Lemari ibu adalah kotak harta karun bagiku ketika masih kecil. Sering aku mencoba berbagai macam baju ibu yang ada dalam lemari dan berdandan ala tuan putri. Ibu juga tidak keberatan dengan hobiku. Sampai suatu ketika, aku menemukan selembar gaun tua di bagian yang sedikit tersebunyi di dalam lemari. Gaun berwarna krem dengan motif istana serta kerah pita yang menarik hati membuatku sangat berdebar-debar. Melihat gaun cantik dengan rok berkibar-kibar impian setiap anak perempuan (kecuali yang tomboy) memicu suatu dorongan di otakku untuk memakai dan memperlihatkannya kepada orang lain. Aku yang dikuasai oleh dorongan jiwa akhirnya memakai gaun itu ke luar dan pamer ke teman-teman tanpa izin dari ibu. Dengan ujung dari gaun yang masih kebesaran menjuntai menyapu tanah, aku pun berputar-putar ala tuan putri. Teman-temanku pun berdecak kagum melihatku. Namun sayang ini tidak bertahan lama. Ibu yang kala itu baru saja pulang dari rumah tetangga melihatku bermain di atas bak pasir memakai gaunnya. Ujung gaun kotor dan ibu marah besar. Aku dijewer di depan teman-teman dan disuruh pulang oleh ibuku. Kalau mengingat kejadian itu, aku selalu merasa geli dan tertawa. Aku yang masih kecil, nakal, dan belum mengerti nilai gaun itu, seenaknya saja memakainya sembarangan sehingga dimarahi habis-habisan oleh ibu.
Gaun itu adalah hadiah dari keluarga ayahku ketika ibu menikah sehingga ibu menjaganya sepenuh hati. Maklum saja, ini karena ibuku yang kala itu baru berusia 15 tahun berasal dari keluarga yang kurang mampu sehingga gaun tersebut adalah barang mewah bagi ibu. Ibu pernah bercerita bahwa ia mengenakan gaun tersebut saat bulan madu dan saat diajak merantau oleh ayahku ke pulau Kalimantan.

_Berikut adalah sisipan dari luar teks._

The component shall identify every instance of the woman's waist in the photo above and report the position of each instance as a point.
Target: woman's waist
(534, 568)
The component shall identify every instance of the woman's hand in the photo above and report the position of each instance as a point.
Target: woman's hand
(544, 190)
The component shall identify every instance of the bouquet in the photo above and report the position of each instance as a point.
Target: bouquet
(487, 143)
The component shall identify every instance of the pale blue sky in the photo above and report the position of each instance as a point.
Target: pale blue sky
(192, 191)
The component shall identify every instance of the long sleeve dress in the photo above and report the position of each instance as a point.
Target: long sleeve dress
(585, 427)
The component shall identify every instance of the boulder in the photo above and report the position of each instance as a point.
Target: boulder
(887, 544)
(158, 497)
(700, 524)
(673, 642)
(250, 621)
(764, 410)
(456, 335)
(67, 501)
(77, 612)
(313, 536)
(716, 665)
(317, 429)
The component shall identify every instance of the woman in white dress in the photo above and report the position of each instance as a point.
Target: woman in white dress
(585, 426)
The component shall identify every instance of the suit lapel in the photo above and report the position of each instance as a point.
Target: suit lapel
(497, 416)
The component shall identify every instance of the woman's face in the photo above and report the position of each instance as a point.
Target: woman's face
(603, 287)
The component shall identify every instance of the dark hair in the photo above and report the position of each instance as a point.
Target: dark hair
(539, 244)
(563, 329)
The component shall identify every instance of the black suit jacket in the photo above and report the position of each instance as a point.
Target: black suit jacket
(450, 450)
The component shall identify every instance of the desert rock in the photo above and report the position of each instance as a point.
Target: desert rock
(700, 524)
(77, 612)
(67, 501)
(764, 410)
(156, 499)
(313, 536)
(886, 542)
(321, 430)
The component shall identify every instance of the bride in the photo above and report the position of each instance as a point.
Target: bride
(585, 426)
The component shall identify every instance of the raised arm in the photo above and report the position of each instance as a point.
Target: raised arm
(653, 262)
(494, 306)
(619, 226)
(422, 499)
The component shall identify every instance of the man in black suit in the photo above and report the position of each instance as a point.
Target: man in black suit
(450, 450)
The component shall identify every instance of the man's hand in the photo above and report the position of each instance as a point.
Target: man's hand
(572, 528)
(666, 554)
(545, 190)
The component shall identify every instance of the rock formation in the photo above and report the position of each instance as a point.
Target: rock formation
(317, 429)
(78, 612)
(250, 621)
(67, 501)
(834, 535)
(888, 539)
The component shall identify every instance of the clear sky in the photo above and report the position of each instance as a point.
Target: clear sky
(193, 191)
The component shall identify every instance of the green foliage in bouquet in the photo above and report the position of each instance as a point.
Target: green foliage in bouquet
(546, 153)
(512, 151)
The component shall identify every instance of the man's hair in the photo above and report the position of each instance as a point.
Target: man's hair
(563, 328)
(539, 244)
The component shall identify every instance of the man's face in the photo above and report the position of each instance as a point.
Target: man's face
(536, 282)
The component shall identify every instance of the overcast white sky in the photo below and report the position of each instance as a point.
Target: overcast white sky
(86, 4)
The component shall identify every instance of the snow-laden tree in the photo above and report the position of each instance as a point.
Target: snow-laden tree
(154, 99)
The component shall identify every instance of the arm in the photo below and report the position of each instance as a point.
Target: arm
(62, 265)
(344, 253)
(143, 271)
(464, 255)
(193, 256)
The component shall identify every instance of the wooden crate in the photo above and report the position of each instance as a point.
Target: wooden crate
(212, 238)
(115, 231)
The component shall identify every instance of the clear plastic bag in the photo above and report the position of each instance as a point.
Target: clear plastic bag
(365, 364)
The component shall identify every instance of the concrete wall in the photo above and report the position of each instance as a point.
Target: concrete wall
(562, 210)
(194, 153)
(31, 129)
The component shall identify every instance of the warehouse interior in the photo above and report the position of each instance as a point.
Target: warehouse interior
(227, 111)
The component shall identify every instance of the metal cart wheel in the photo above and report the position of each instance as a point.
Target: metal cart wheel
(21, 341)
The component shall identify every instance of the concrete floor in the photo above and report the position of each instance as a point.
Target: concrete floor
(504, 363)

Hingga saat ini, ketika kami sudah hidup berkecukupan, gaun beserta semua kenangan yang terkandung di dalamnya masih terjaga dengan baik sebaik ibu merawat anak-anaknya. Ibu pernah bilang padaku, suatu saat ketika telah dewasa aku boleh memiliki gaun itu. Sama seperti ibuku, aku akan menjaganya baik-baik dan melanjutkan kenangan gaun itu hingga anak cucuku. Dan siapa yang tahu? mungkin aku akan masih memakainya hingga aku menjadi nenek tua keriput dan berambut putih. Persis dengan yang pernah terjadi dalam mimpiku. Atau.. Yah, siapa tahu.